Elisa Nepote est également séduite par les phénomènes naturels, le ciel et la mer par exemple: ces deux grands champs bleus se rejoignent souvent dans ses œuvres, comme dans Storia di un riflesso, une toile qui dépasse d’un chevalet dans son atelier. “Presque comme sur une photo de mariage entre ciel et terre”, dit la peintre, les deux éléments s’interpénètrent, atteignant une nouvelle harmonie, traversés par le scintillement d’un reflet plus clair, qui enregistre une lumière vacillante sur les deux surfaces. Ailleurs, deux fonds plutôt compacts se font face et divisent la toile, dans d’autres œuvres au contraire, des voiles épais s’installent, souvent griffés par de petits signes graphiques ou déplacés dans la texture comme dans le tableau Sepolcro Terracqueo, récemment exposé à la Galerie Giovanni Bonelli.
Il semble que l’on puisse dire que l’investigation méticuleuse qu’Elisa Nepote mène sur la couleur bleue, non seulement dans sa composante sensorielle et perceptive, mais aussi dans sa mesure sociale et culturelle, a sa propre valeur et son propre intérêt.

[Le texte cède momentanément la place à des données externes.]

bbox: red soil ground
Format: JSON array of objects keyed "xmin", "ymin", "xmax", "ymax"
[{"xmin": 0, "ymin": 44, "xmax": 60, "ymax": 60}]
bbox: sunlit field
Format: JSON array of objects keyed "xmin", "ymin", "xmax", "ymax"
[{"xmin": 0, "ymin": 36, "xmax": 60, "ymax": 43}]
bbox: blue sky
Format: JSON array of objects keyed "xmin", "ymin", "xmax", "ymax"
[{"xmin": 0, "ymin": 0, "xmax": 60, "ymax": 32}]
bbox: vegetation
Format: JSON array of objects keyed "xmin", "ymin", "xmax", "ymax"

Précisément parce qu’il s’agit d’une pratique en contradiction avec celle de tant d’artistes contemporains, qui se complaisent trop souvent dans des discours individuels et personnalistes, où l’exposition d’une biographie controversée, d’un souvenir d’enfance ou d’un traumatisme devrait constituer en soi un motif d’intérêt, en soulignant au contraire comment la couleur bleue peut être utilisée dans la vie de tous les jours et dans la vie de tous les jours.D’autre part, souligner comment l’artiste peut et doit encore investiguer le fait et le phénomène, qu’il soit petit ou grand, à l’instar de l’expérimentalisme du scientifique, mais certainement avec les outils de l’artiste créateur, ne nous semble pas être une demande vaine, tout comme réfléchir sur le passé ne nous semble pas être une demande vaine, sans avoir à le répéter ou à l’exhiber avec lassitude, mais plutôt à l’actualiser et à l’harmoniser à travers le filtre des expériences contemporaines, d’une manière qui vaut la peine d’être entreprise. Les prémisses sont là, à l’artiste de les poursuivre avec sincérité et persévérance.